Is a very successful actor also very successful at choosing the best financial product?
COURTESY OF CAPITAL ONE FINANCIAL CORPORATION

One of the greatest problems of the business world today is the over-generalisation of success into contexts where that success is simply not transferable. We then compound that problem by stubbornly refusing to believe we have over-generalised and try to force that model where it just don’t fit.

Let’s look at a salient and virulent example: process based automation. Process based automation is the concept of (i) understanding the process, (ii) converting it into a workflow and then (iii) designing and developing machine-based automation (e.g. a software system) that ensures the process is undertaken quickly, consistently and verifiably. This is fantastic for manufacturing. Programming software to automate and accelerate highly repeated processes has delivered enormous productivity benefits. Indeed major software vendors, like SAP, grew up in chemical industries and other manufacturers, undertaking materials management, production planning and payroll: i.e. highly repeatable processes.

When we move over into other contexts we start to move further along a continuum from “frequently repeated processes” like manufacturing through to “goal driven” activities like an air crash investigation. It is very hard to automate an air crash investigation, because your initial findings will highly influence your subsequent activity. You might spend several days, weeks, months or even years simply looking for the “black box”. Most business contexts fall somewhere in between these two extremes. 

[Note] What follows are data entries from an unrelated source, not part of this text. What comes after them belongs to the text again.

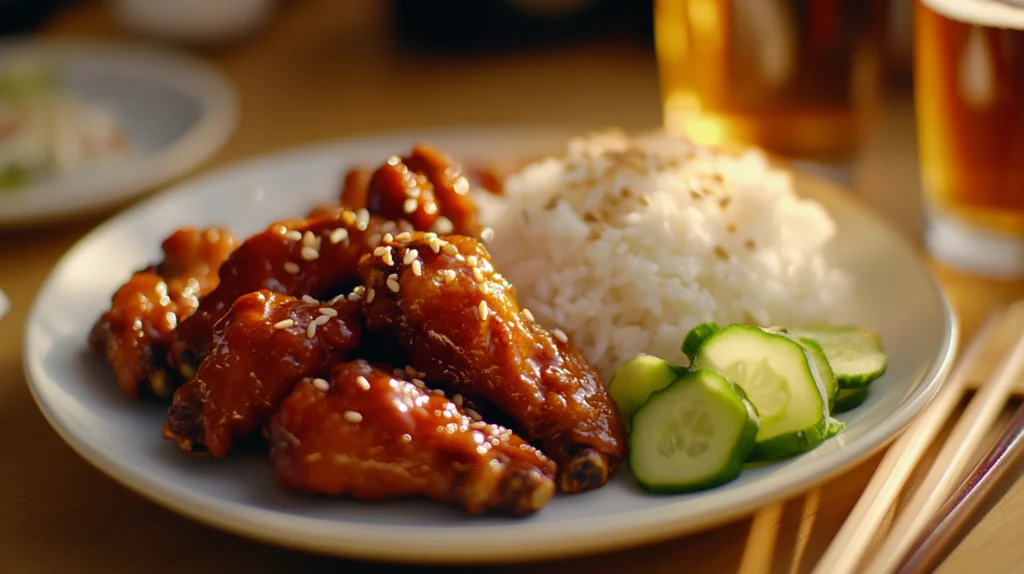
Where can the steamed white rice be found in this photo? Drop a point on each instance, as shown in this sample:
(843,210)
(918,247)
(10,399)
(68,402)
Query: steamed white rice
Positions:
(627,244)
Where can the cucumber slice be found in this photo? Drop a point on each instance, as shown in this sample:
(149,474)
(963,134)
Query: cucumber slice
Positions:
(776,374)
(849,399)
(825,372)
(855,354)
(694,434)
(696,337)
(636,379)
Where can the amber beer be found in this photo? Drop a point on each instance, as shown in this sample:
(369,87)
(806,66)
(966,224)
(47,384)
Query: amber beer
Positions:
(969,75)
(796,77)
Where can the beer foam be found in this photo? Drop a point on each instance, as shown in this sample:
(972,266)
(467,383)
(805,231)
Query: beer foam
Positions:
(993,13)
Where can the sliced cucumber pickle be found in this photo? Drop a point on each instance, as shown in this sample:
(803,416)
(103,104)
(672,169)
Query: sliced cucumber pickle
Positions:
(855,354)
(696,337)
(776,373)
(694,434)
(636,379)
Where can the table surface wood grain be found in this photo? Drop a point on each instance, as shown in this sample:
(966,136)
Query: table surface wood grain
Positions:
(327,70)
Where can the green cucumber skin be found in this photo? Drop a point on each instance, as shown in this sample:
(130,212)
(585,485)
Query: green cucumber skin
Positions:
(849,399)
(849,380)
(817,355)
(736,458)
(790,445)
(696,337)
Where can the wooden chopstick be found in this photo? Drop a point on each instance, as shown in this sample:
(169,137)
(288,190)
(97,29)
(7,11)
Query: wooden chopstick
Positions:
(847,549)
(963,442)
(937,539)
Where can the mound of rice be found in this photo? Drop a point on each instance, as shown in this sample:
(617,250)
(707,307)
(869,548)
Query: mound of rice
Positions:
(628,244)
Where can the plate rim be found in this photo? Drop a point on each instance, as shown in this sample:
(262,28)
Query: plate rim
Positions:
(200,79)
(376,541)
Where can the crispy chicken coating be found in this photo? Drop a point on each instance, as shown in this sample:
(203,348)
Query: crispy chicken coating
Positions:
(315,257)
(458,319)
(365,433)
(134,334)
(265,344)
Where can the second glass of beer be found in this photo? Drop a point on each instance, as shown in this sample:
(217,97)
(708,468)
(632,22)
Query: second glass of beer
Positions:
(800,78)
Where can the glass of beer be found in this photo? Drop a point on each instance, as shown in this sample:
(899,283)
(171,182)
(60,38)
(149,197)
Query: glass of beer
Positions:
(969,82)
(796,77)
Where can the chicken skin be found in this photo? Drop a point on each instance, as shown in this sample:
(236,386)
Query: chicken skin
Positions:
(315,257)
(263,346)
(134,335)
(366,433)
(460,323)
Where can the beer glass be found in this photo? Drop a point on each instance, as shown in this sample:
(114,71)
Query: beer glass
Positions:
(969,81)
(796,77)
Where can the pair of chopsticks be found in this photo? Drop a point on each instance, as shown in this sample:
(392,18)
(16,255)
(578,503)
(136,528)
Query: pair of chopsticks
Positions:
(935,516)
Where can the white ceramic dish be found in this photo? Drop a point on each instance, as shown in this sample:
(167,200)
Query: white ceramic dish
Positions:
(176,112)
(894,294)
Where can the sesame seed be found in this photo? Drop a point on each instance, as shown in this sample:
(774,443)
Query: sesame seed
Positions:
(338,235)
(443,225)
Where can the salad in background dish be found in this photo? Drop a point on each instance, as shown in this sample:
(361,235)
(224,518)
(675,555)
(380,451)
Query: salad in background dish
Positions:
(45,130)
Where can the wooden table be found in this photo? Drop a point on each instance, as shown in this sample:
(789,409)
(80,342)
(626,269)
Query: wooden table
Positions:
(327,70)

And here’s the rub. Most software implementations today consist of the following: 1. Send the business analysts out to capture the processes (possibly to the BPMN standard), 2. Undertake a business process improvement (BPI, possibly using lean six sigma), 3. Convert this into user requirements, functional specifications -> configure the software, test and go live. Regardless of context we expect to get the kinds of results achieved when this approach was successfully deployed in manufacturing. But it doesn’t seem to work quite so spectacularly in office environments, especially where the work is investigatory rather than process oriented,

There is also an issue with how we implement IT projects. We don’t often capture when the current state process goes off track or when things that are infrequent, irregular or ad-hoc occur. What happens when the form is not filled in correctly or the payment is rejected? What happens at the end of year or each budget? What happens when an unscheduled event occurs, like a strike, an earthquake, tsunami or hurricane/cyclone? What happens when the board or a government regulator asks a question about something? Very rarely are these events or processes captured and, as a result, they are very often missed in the requirements for the new system.

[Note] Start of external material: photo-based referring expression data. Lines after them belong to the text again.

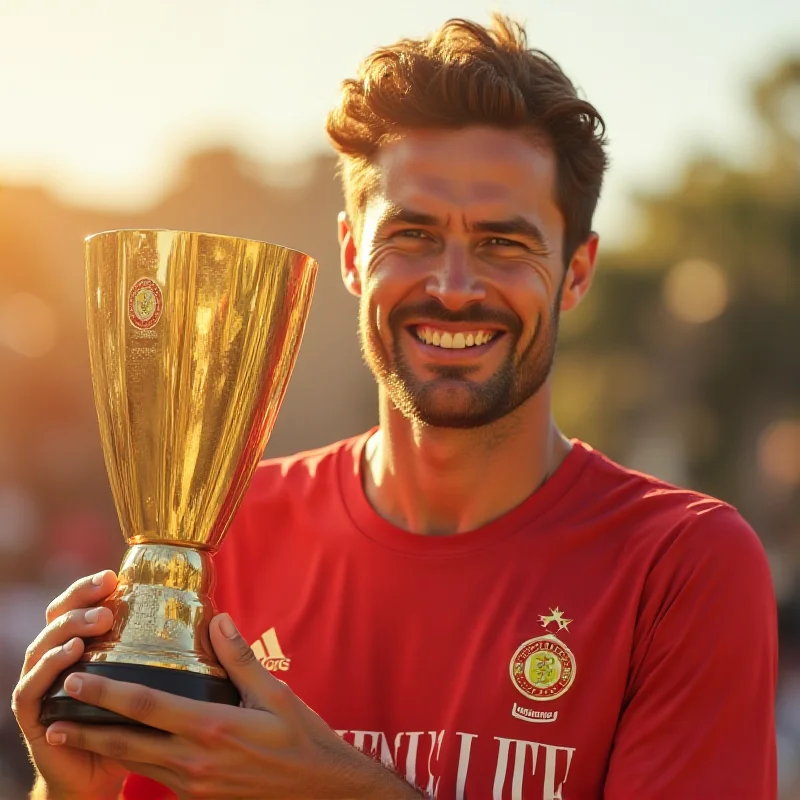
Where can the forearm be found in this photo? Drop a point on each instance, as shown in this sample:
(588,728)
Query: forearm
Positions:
(371,780)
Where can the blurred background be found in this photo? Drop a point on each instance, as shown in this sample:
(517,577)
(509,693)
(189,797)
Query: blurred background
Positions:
(684,362)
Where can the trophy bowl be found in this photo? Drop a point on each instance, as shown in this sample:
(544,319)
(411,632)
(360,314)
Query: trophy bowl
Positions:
(192,339)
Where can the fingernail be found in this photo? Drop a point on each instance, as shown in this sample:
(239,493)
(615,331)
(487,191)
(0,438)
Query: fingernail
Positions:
(228,628)
(55,737)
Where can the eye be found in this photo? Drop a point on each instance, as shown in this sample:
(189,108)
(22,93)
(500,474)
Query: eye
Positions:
(413,233)
(499,241)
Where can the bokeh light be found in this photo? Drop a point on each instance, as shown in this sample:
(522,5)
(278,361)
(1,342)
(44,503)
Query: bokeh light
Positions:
(27,325)
(779,452)
(696,291)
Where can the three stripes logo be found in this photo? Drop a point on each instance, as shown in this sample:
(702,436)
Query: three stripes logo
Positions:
(269,652)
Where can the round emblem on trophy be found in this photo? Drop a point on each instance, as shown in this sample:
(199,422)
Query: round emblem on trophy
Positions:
(145,303)
(542,668)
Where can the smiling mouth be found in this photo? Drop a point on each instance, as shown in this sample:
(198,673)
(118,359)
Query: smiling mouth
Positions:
(454,341)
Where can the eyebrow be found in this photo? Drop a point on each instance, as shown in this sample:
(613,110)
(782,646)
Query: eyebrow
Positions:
(514,226)
(395,214)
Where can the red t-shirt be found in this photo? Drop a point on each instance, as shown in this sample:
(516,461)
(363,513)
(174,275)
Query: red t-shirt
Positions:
(611,637)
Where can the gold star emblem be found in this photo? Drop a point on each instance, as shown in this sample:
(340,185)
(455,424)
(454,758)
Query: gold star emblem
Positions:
(556,616)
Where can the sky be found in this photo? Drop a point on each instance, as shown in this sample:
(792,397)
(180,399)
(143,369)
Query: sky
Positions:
(101,99)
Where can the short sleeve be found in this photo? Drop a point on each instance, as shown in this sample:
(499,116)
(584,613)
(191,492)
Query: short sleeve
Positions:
(698,720)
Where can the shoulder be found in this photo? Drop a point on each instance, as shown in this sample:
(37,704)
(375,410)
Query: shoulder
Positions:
(656,515)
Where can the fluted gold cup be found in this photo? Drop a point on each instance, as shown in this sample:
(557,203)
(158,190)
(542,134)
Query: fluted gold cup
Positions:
(192,339)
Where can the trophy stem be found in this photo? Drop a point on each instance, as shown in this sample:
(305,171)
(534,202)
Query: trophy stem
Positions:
(162,609)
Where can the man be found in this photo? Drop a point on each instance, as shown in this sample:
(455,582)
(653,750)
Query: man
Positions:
(488,609)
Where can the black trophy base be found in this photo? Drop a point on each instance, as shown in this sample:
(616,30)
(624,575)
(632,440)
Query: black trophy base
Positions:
(58,706)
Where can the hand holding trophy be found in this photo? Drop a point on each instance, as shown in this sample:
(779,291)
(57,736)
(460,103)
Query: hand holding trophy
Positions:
(192,339)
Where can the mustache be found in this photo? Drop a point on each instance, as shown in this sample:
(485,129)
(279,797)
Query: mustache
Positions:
(472,314)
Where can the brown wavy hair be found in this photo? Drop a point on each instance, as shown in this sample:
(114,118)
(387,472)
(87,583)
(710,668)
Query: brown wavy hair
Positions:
(462,75)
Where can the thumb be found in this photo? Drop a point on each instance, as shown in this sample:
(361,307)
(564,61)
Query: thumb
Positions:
(256,685)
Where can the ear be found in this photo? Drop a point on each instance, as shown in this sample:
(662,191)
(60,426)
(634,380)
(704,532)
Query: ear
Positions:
(348,255)
(580,273)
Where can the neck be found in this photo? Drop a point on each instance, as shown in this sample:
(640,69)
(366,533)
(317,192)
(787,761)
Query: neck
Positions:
(441,481)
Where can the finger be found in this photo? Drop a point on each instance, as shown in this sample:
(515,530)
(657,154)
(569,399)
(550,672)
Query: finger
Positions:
(258,687)
(26,700)
(156,709)
(83,622)
(83,593)
(119,742)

Even worse, the legacy systems we are planning to decommission have often evolved to handle these unusual, irregularly repeated events. But our initiating business analyses will likely view these hard learnt modifications as inefficiencies to be six-sigma-ed into oblivion. Our shiny new system, cleansed of inefficiencies, is then totally unprepared for the stream of irregularities that come down the pipe post-go-live. It is then, months after go-live that we discover why the organization used to do that seemingly inefficient process that used to prepare for that irregular event (or even more likely, we suffer in naivete and just blame the new system).

This may not hurt if your business context has large quantities of highly repeated processes that benefit from the automation. However you are likely to get no or even negative outcomes if there isn’t. But we pretend that every business context is like manufacturing. We just implement ERPs and CRMs ad-nauseum everywhere: blue collar, white collar, private, public, manufacturing, service, profit, not-for-profit. But we are overgeneralizing, especially in our implementation process.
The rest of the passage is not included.